Qué pasa si se comparte por WhatsApp o se retuitea

¿Es delito reenviar o retuitear uno de estos vídeos sexuales filtrados? Para la profesora de Derecho Penal, depende: “Va a depender de si el vídeo lo ha filtrado un tercero que lo ha obtenido sin consentimiento de las personas que aparecen en él, entonces, ahí se podría plantear la persecución de aquellos que difunden en función del artículo 197.3, párrafo segundo, y el único problema que nos encontraríamos es que tienen que conocer el origen ilícito, habría que demostrar que lo conocen”.

En el caso de que el vídeo lo mande una de las personas que participan, “si las dos personas están de acuerdo en mandárselo a un tercero (o un cuarto, los que sean), y esos que lo reciben lo difunden, el que recibe el vídeo con consentimiento y lo difunde sin consentimiento, comete un delito del 197.7”, añade. Sin embargo, “los que retuitean lo que éste difundió, ya no lo cometen. El 197 dice que solo se castiga al que recibe con consentimiento y difunde sin consentimiento”.

Como apostilla Deltell, el acto “ilícito” lo realiza “la primera persona que lo sube a internet”. A su juicio, en el caso de los retuits habría que “ir a la jurisprudencia”. Suponen “dar un empujón a algo ya publicado” pero recuerda que existe la presunción de inocencia y “para poder investigar y acusar se tiene que probar la culpabilidad”.

Intimidad y adecuación social

Para Lloria, no hay que perder de vista que los famosos tienen derecho a la intimidad: “Incluso un actor o actriz porno, que realiza vídeos sexuales en su actividad laboral, puede tener vídeos sexuales privados suyos que no tienen por qué difundirse. La intimidad es como una propiedad: tengo cinco casas y vendo una, nadie me puede obligar a vender una segunda casa. La intimidad es aquello que reservo para mí”.

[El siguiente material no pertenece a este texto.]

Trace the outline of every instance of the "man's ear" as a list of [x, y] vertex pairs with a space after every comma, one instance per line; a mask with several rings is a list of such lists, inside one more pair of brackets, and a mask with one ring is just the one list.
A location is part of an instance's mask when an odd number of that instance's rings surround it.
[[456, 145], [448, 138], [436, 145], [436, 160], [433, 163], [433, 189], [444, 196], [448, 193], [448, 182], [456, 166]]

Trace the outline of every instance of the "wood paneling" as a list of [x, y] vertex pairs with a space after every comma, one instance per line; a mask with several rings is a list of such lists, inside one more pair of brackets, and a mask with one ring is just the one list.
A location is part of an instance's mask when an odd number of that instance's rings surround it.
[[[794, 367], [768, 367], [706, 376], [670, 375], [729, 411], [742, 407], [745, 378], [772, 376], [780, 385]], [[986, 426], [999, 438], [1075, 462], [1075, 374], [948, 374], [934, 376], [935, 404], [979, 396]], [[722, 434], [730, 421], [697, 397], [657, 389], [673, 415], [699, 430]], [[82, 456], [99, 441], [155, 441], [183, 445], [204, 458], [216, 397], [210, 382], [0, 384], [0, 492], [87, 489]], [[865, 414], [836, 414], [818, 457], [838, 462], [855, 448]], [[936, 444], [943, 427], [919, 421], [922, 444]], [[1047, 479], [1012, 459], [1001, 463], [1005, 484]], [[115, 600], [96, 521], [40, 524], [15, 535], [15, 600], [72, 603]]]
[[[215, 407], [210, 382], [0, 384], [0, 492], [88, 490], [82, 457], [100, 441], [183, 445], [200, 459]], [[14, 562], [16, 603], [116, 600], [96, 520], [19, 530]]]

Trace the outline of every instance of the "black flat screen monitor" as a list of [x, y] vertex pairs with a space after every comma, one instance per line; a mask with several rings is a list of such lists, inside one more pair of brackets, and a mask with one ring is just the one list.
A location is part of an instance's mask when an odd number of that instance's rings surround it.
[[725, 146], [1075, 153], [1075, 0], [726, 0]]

Para ella, hay otro problema, “que es por donde de verdad tenemos que atacar, que es el de la adecuación social”: “Es lo que hace que la gente lo difunda, porque piensa que todo vale. No todo vale. El hecho de que no sea delito no significa que no haya una responsabilidad”.

Como cita, la Ley de protección del honor y de la imagen sí que permite reclamar por vía civil: “Es decir, que este señor y esta señora podrían dirigirse a todos aquellos que han hecho retuiteo o que han hecho difusión, a solicitarles una responsabilidad civil”.

Si eres víctima, ¿qué puedes hacer?

Aparte de las acciones legales que puedan corresponder, cualquier persona que tenga conocimiento de la publicación online de imágenes e incluso audios de contenido sexual o violento puede solicitar su retirada en el Canal prioritario de retirada de contenidos sensibles de la Agencia Española de Protección de Datos (AEPD).

“Este canal se ha habilitado para la atención de situaciones excepcionalmente delicadas, cuando los contenidos (fotografías o vídeos) tengan carácter sexual o muestren actos de agresión y se estén poniendo en alto riesgo los derechos y libertades de los afectados, siempre que éstos sean personas españolas o se encuentren en España, especialmente si se trata de menores de edad o de víctimas de violencia por razón de género”, explica el organismo en su web.

Como puntualizan, no pueden actuar en aquellos casos en que la difusión se esté produciendo mediante servicios de mensajería instantánea, como WhatsApp o Telegram, ni por medio de correo electrónico, pero sí facilitan información de cómo comunicar la vulneración de la privacidad o la publicación de contenidos inapropiados a los principales buscadores y redes sociales.